The first phase of the project was designing the user interface and look and feel of the application. A graphical designer went to the drawing board and prototypes were developed in Design Studio to narrow down the requirements. This resulted in a template report with all the required functionalities in place, build with DS1.3, that was used as a base for the new reports.

Since September 2014 we are live with the new front end with most reports converted. For those that are not yet converted (sometimes due to business reasons) we point to the old WAD3.5 reports. Also, the old application is still available for users as a reference, but based on the statistics we can see the new environment is more popular.

Things we are happy about:

  • We get a lot of positive feedback from the users that it is looking beautiful and that the application is working much more intuitive than the old one.
  • From a technical perspective, the integration with the BEx queries and BW backend is very good. Hierarchies (we use a lot of those), authorization, single sign on all works very well.
  • With the BIAL, a lot of interaction is possible and easily implemented.
  • The SDK makes a lot possible and can be used to create nice things.
  • The application works in several browsers, something we didn’t have before.

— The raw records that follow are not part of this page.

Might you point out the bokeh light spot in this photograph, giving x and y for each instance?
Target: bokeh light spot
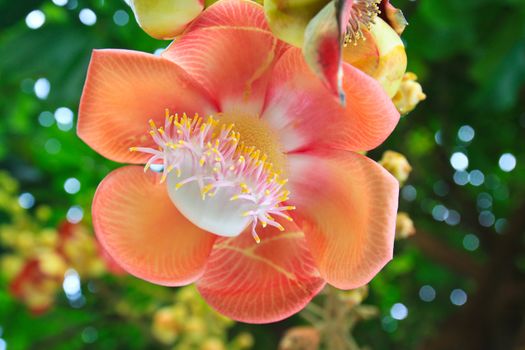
(476, 178)
(486, 218)
(507, 162)
(440, 212)
(42, 88)
(453, 218)
(72, 185)
(461, 178)
(471, 242)
(46, 119)
(399, 311)
(89, 335)
(389, 324)
(75, 214)
(64, 118)
(120, 17)
(52, 146)
(26, 200)
(409, 193)
(459, 161)
(458, 297)
(35, 19)
(427, 293)
(87, 17)
(466, 133)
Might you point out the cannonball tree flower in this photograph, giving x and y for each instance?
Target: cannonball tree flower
(349, 30)
(261, 196)
(165, 19)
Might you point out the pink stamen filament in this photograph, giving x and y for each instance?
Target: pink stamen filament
(219, 160)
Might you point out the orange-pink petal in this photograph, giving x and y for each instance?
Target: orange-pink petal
(141, 229)
(346, 206)
(233, 63)
(261, 283)
(231, 13)
(308, 116)
(123, 90)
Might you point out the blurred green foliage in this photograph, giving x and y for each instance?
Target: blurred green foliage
(470, 58)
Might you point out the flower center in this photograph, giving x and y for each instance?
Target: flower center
(220, 183)
(363, 13)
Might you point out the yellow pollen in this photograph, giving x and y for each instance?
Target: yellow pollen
(222, 161)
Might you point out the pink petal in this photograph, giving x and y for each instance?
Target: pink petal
(123, 90)
(309, 116)
(238, 13)
(260, 283)
(346, 206)
(138, 225)
(322, 48)
(232, 63)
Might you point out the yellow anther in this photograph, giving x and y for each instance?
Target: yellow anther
(287, 217)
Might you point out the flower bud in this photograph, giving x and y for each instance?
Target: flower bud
(410, 93)
(165, 19)
(380, 54)
(404, 226)
(397, 165)
(289, 19)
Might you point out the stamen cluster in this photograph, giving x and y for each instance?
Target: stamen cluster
(219, 161)
(363, 13)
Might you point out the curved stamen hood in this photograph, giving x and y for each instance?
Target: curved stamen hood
(213, 178)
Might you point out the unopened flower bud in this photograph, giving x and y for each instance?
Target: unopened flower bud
(404, 226)
(380, 54)
(410, 93)
(165, 19)
(397, 165)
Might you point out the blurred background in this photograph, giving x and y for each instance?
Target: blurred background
(456, 283)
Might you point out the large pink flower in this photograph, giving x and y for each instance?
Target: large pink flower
(220, 192)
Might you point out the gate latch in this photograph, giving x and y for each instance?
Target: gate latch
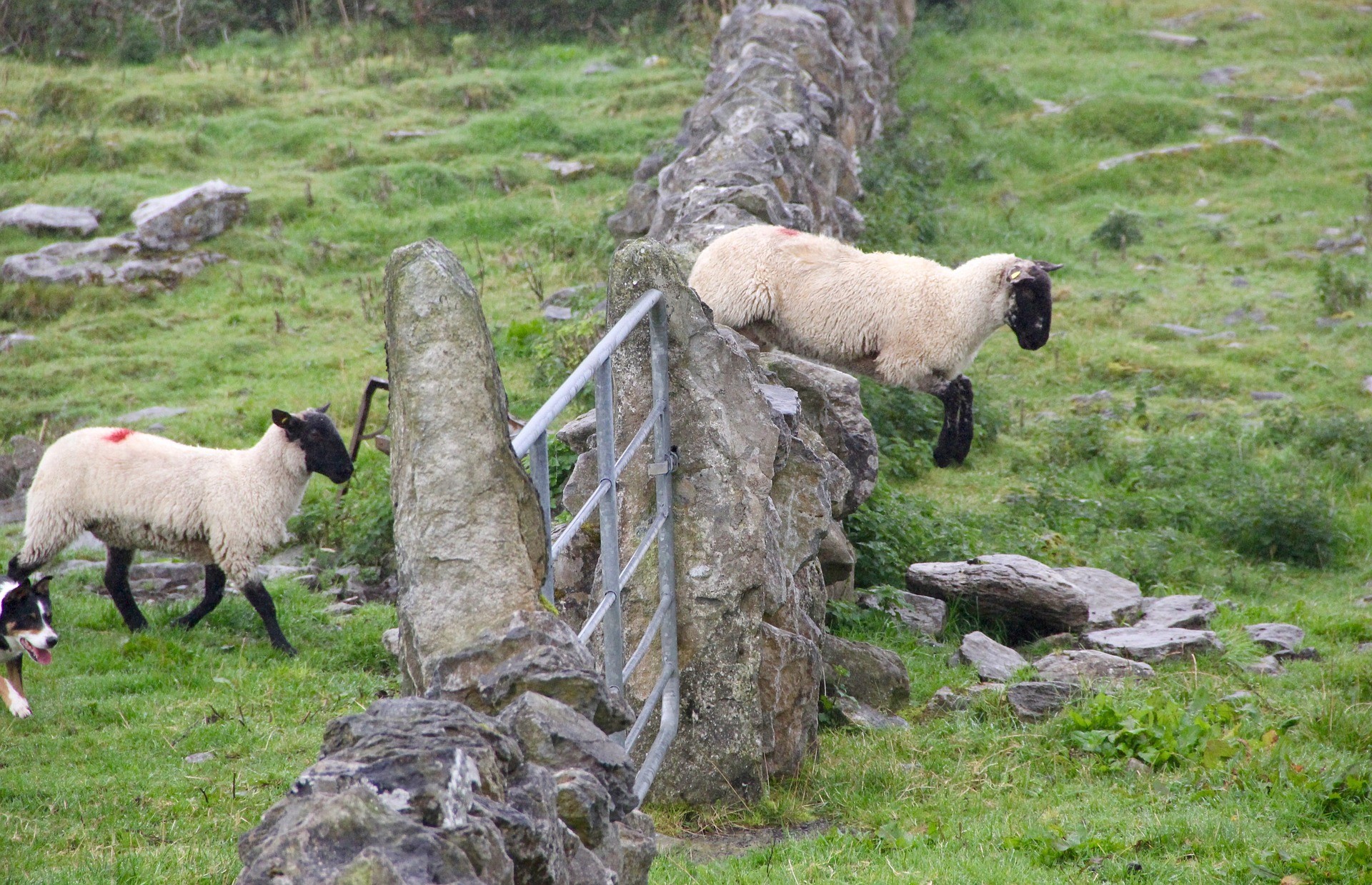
(662, 468)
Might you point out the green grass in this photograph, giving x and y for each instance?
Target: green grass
(1185, 485)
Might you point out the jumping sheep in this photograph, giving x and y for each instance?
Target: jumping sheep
(220, 506)
(898, 319)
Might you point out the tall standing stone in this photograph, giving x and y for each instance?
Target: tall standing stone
(469, 539)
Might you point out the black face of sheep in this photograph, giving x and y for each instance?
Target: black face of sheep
(1030, 302)
(324, 449)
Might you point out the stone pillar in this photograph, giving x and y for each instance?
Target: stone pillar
(469, 542)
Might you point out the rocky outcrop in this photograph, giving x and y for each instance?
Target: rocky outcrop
(993, 660)
(37, 219)
(420, 791)
(153, 254)
(1024, 594)
(1113, 601)
(469, 541)
(793, 91)
(865, 673)
(1154, 644)
(17, 472)
(757, 493)
(177, 220)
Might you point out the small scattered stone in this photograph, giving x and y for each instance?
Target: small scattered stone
(1039, 700)
(14, 339)
(991, 659)
(1266, 667)
(1193, 612)
(945, 701)
(37, 219)
(1176, 40)
(568, 168)
(1221, 76)
(151, 414)
(1276, 637)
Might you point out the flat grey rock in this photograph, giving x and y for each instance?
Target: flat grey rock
(1266, 667)
(865, 716)
(1193, 612)
(1113, 601)
(1025, 594)
(991, 659)
(920, 614)
(1276, 637)
(1088, 664)
(37, 219)
(945, 701)
(1154, 644)
(1039, 700)
(151, 414)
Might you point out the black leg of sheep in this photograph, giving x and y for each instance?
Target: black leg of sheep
(117, 582)
(955, 438)
(261, 600)
(213, 593)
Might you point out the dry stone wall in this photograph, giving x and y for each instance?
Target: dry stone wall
(793, 91)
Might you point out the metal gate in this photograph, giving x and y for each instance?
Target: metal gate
(532, 441)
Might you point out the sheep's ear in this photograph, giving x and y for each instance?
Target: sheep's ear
(1018, 272)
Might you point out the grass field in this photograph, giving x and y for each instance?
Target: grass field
(1180, 481)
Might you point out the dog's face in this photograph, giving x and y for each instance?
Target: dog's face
(26, 618)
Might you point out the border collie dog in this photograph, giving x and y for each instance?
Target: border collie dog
(25, 629)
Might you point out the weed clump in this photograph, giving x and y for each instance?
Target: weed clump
(1120, 228)
(1339, 289)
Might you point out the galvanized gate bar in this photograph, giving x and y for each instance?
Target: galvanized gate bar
(532, 441)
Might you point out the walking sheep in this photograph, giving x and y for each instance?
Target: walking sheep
(219, 506)
(898, 319)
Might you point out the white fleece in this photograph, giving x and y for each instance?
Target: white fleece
(900, 319)
(147, 493)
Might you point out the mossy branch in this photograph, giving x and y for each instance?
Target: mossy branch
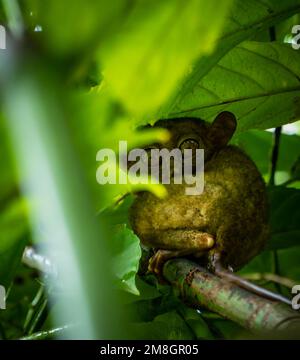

Things we are not so happy about:

  • Design Studio is still growing in functionality. Compared to WAD3.5, with no developments solid as a rock, it shows sometimes unexpected behavior.
  • Export to Excel is not working as desired
    • With csv export the text gets messed up: ë becomes ë
    • With xlsx export sometimes numbers are transferred as text
    • With xlsx export the hierarchies indenting disappears (please support: https://ideas.sap.com/D15660)
    • With csv/xlsx export you only export the decimals you see on screen, whereas in WAD3.5 the decimals that were not displayed were exported as well. This can lead to the situation that after an export the elements don’t add up to the total.
  • Bookmarking is not robust enough. In the WAD 3.5 bookmarking was used extensively by our users and a feature well liked. In Design Studio a small change to a report results in losing all the bookmarks build by our users. This conflicts with our desire to be agile.
  • Performance. Compared to the WAD 3.5 reports we have lost 10 seconds on initial startup. Since we are running BW on HANA, our first suspect is the BO server, but it is very hard to figure out what is going on there.
  • Mobile readiness. The application we build is for desktop use. However, since it is a web based application, users try to view it on mobile devices and are disappointed because the sizing and scrolling is not working as expected. It would have been nice if the out of the box would support at least that.

To conclude: Doing an evaluation like this, it is always nice to see that we as a project team are often troubled with the things that are not working as desired, whereas the business sees the new application as a real substantial improvement. Also, based on previous experience, we do feel comfortable that, some way or another, solutions will appear.

 

Please note: this blog has also been published on SCN.